Today CoST Sekondi-Takoradi, Ghana publishes its First Assurance Report, showing encouraging levels of data disclosure compliance amongst procuring entities. The report measures levels of data disclosure in line with the CoST Infrastructure Data Standard, which, in Ghana, requires a total of 67 data points be disclosed. The report reveals that overall disclosure rates stand at 73% in Sekondi-Takoradi, a positive starting point for the burgeoning CoST programme which can now be improved on. Broken down, the report indicates that proactive disclosure (disclosure made without official request) rates are on average 89.5% while reactive disclosure stands at 54.8%.
To launch the report, CoST Sekondi-Takoradi held a high-profile event attended by senior government officials, including the Deputy Regional Minister, Mrs Gifty Eugenia Kusi. The Regional Manager of the Public Procurement Authority delivered a speech on the importance of transparency in public procurement across Ghana, stating that:
”Enhanced transparency ensures credibility and increases competition in procurement systems, leading to value for money, reduction in corruption, poverty alleviation and economic development. With the size and scope of government spending in public procurement, it is critical that all stakeholders have confidence in procurement procedures.
I congratulate CoST Sekondi-Takoradi on the launch of the First Assurance Report. May this enhance transparency and accountability in infrastructure procurement.”
By bringing together stakeholders from across society including the private sector, civil society and the media, the launch event aimed to facilitate discussion and galvanise support to overcome the challenges raised in the report.

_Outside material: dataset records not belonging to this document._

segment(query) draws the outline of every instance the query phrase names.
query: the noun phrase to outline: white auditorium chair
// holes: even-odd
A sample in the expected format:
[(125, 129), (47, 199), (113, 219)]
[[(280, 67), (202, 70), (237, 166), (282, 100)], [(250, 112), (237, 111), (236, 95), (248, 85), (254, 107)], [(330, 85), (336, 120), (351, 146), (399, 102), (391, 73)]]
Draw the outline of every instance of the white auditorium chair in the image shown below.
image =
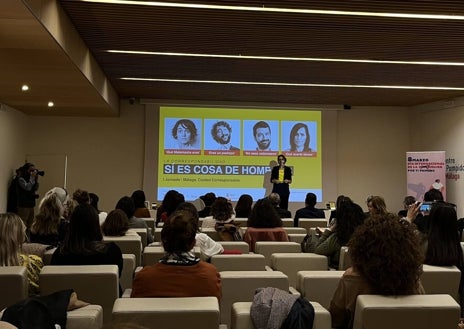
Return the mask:
[(216, 297), (119, 298), (112, 318), (148, 329), (218, 329), (219, 304)]
[(266, 260), (260, 254), (213, 255), (210, 263), (221, 271), (264, 271)]
[(421, 283), (427, 295), (446, 294), (459, 301), (461, 271), (456, 266), (422, 266)]
[(359, 295), (353, 329), (456, 329), (459, 317), (450, 295)]
[(235, 302), (251, 302), (256, 289), (274, 287), (289, 291), (288, 277), (279, 271), (224, 271), (221, 275), (221, 324), (230, 326)]
[(0, 310), (29, 295), (27, 269), (24, 266), (0, 266)]
[(74, 289), (80, 299), (103, 307), (103, 321), (111, 319), (114, 301), (119, 297), (116, 265), (44, 266), (39, 275), (41, 295)]
[(271, 255), (278, 252), (301, 253), (301, 245), (296, 242), (282, 241), (257, 241), (255, 243), (255, 254), (264, 255), (267, 266), (271, 266)]
[(327, 257), (313, 253), (273, 253), (271, 268), (287, 275), (291, 287), (296, 287), (299, 271), (329, 270)]
[(103, 241), (114, 242), (123, 254), (135, 255), (137, 266), (142, 264), (142, 239), (140, 235), (103, 236)]
[(300, 271), (297, 273), (296, 290), (302, 297), (329, 309), (343, 273), (345, 271)]

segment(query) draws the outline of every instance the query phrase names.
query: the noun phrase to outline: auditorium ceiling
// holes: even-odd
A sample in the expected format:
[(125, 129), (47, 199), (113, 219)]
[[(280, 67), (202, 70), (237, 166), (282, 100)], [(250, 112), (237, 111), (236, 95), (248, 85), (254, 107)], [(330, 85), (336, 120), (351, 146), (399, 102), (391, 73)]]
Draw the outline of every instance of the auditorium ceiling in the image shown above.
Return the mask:
[[(42, 24), (55, 2), (105, 79)], [(112, 91), (135, 102), (451, 102), (464, 96), (463, 36), (462, 0), (2, 0), (0, 102), (83, 116), (117, 115)]]

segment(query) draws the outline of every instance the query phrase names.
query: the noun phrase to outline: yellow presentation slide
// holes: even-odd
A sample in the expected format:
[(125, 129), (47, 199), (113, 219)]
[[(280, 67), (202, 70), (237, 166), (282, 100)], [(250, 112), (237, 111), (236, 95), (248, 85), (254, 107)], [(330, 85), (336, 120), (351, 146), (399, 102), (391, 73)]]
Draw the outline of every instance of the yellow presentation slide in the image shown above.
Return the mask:
[(158, 197), (208, 192), (236, 201), (271, 193), (277, 155), (292, 168), (290, 202), (322, 199), (321, 113), (308, 110), (160, 108)]

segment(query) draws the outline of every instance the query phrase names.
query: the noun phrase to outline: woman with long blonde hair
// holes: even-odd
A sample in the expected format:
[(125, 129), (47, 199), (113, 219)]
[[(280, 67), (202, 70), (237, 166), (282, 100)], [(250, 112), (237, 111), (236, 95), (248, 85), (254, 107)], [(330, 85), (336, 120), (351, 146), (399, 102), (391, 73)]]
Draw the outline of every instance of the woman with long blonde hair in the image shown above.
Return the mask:
[(59, 187), (45, 194), (31, 226), (31, 242), (56, 247), (64, 240), (67, 229), (67, 221), (63, 217), (65, 200), (66, 191)]
[(26, 226), (21, 217), (13, 213), (0, 214), (0, 266), (26, 267), (29, 295), (36, 295), (43, 262), (39, 256), (21, 253), (25, 241)]

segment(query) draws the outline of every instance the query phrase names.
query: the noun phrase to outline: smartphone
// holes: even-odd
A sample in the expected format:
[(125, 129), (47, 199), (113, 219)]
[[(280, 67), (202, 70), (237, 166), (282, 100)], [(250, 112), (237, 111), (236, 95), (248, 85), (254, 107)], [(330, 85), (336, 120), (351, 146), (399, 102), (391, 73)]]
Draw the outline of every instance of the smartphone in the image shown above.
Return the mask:
[(432, 202), (422, 202), (419, 208), (421, 212), (430, 212), (431, 209), (432, 209)]

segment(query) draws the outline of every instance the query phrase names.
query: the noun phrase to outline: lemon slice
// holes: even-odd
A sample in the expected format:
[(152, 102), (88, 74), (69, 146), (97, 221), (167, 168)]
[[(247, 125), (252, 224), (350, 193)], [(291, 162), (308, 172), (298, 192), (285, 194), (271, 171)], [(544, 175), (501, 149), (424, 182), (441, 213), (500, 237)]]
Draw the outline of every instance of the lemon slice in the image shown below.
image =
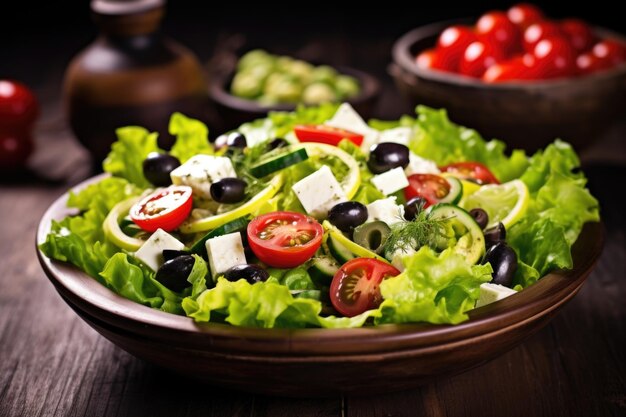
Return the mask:
[(355, 254), (357, 257), (374, 258), (374, 259), (378, 259), (379, 261), (389, 263), (389, 261), (383, 258), (382, 256), (378, 256), (374, 252), (368, 249), (365, 249), (363, 246), (357, 243), (354, 243), (353, 241), (345, 237), (344, 234), (341, 233), (341, 230), (333, 226), (328, 220), (324, 220), (324, 222), (322, 223), (322, 226), (324, 227), (324, 230), (328, 232), (330, 237), (335, 239), (340, 245), (344, 246), (346, 249), (348, 249), (350, 252)]
[[(349, 156), (349, 155), (348, 155)], [(215, 216), (209, 216), (197, 220), (186, 220), (180, 225), (179, 230), (182, 233), (197, 233), (213, 230), (216, 227), (223, 225), (231, 220), (235, 220), (238, 217), (243, 217), (246, 214), (255, 212), (262, 208), (270, 198), (274, 197), (274, 194), (280, 190), (283, 185), (283, 176), (278, 174), (261, 192), (252, 197), (247, 203), (237, 207), (234, 210), (227, 211), (226, 213), (216, 214)]]
[(145, 240), (136, 239), (124, 233), (120, 228), (120, 219), (128, 214), (130, 208), (139, 201), (140, 198), (141, 196), (133, 197), (116, 204), (102, 224), (104, 236), (106, 236), (107, 239), (118, 248), (126, 249), (131, 252), (139, 249), (145, 243)]
[(348, 167), (348, 174), (341, 180), (341, 188), (343, 188), (343, 192), (348, 200), (356, 195), (356, 192), (359, 190), (359, 185), (361, 185), (361, 171), (356, 159), (343, 149), (325, 143), (309, 142), (303, 143), (303, 145), (309, 156), (330, 155), (343, 162)]
[(463, 197), (462, 207), (466, 210), (485, 210), (489, 215), (487, 228), (502, 222), (508, 229), (524, 216), (529, 200), (526, 184), (521, 180), (513, 180), (504, 184), (481, 186), (473, 194)]

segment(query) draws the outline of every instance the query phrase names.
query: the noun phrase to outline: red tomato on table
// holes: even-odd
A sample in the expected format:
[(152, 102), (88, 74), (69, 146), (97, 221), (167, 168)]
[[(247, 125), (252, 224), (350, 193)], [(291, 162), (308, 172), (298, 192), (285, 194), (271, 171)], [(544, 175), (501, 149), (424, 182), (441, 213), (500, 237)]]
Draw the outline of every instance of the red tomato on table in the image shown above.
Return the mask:
[(594, 45), (593, 55), (608, 67), (615, 67), (626, 61), (626, 45), (615, 39), (604, 39)]
[(450, 26), (437, 39), (437, 53), (444, 68), (458, 71), (459, 62), (467, 46), (477, 40), (476, 34), (467, 26)]
[(192, 190), (186, 185), (170, 185), (150, 194), (130, 208), (131, 220), (147, 232), (171, 232), (189, 216)]
[(542, 39), (564, 37), (559, 25), (554, 22), (542, 21), (534, 23), (524, 31), (523, 43), (527, 52), (533, 53), (535, 46)]
[(440, 168), (457, 178), (476, 181), (479, 184), (500, 184), (495, 175), (480, 162), (455, 162)]
[(337, 146), (343, 139), (348, 139), (358, 146), (363, 143), (363, 135), (326, 125), (296, 125), (293, 130), (300, 142), (318, 142)]
[(538, 78), (571, 77), (576, 72), (576, 52), (560, 37), (542, 39), (534, 50)]
[(499, 48), (503, 55), (511, 56), (522, 49), (520, 29), (504, 12), (482, 15), (476, 22), (476, 33), (480, 40)]
[(561, 21), (559, 26), (570, 44), (578, 52), (588, 51), (596, 40), (591, 26), (580, 19), (565, 19)]
[(529, 3), (518, 3), (506, 12), (509, 20), (522, 29), (545, 18), (541, 9)]
[(442, 176), (435, 174), (413, 174), (408, 177), (409, 186), (404, 189), (406, 201), (414, 197), (426, 200), (425, 207), (441, 202), (450, 193), (450, 183)]
[(480, 78), (489, 67), (502, 61), (504, 57), (502, 50), (491, 43), (472, 42), (461, 58), (459, 70), (468, 77)]
[(416, 58), (415, 63), (421, 69), (426, 70), (439, 70), (453, 72), (455, 68), (446, 66), (446, 62), (441, 57), (441, 54), (434, 49), (427, 49), (422, 51)]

Taking stock of success and lessons learned
The disclosure levels recorded in the assurance report paint an encouraging picture of attitudes and commitment to infrastructure transparency in Sekondi-Takoradi. However, there were also lessons to be learned from the projects assessed in the assurance process, which covered one road project, one library development and upgrades to three local marketplaces. These issues include instances where basic elements of project delivery were lacking, such as site feasibility studies and thorough stakeholder needs assessments.
Concerns were raised regarding the level of public engagement at the design stage of the three markets. Newly built market sheds across the three sites were soon converted by local traders into lockable stores, implying they were not properly consulted in the initial design of the development. This highlights why thorough engagement with local beneficiaries is so critical to infrastructure delivery, leading to wasted public resources – and resentment – when it is neglected.
The report also raised some key issues relating to health and safety, including insufficient fire protection measures at all three of the markets referred to above. CoST hopes these issues will be raised as a matter of priority and appropriate action will be taken.
What’s next for CoST Sekondi-Takoradi?
Using the findings from its assurance process, CoST Sekondi-Takoradi will now promote these findings through a media campaign across radio, TV and press briefings. It will also draw on the lessons of fellow CoST members as it opens an investigative infrastructure journalism award, so budding journalists can help to raise awareness through the media. And it will continue to draw on the success of its community engagement events which began last year – not only to draw attention to the issues but to address some of the shortcoming found in the report – that of a lack of civic participation in infrastructure delivery.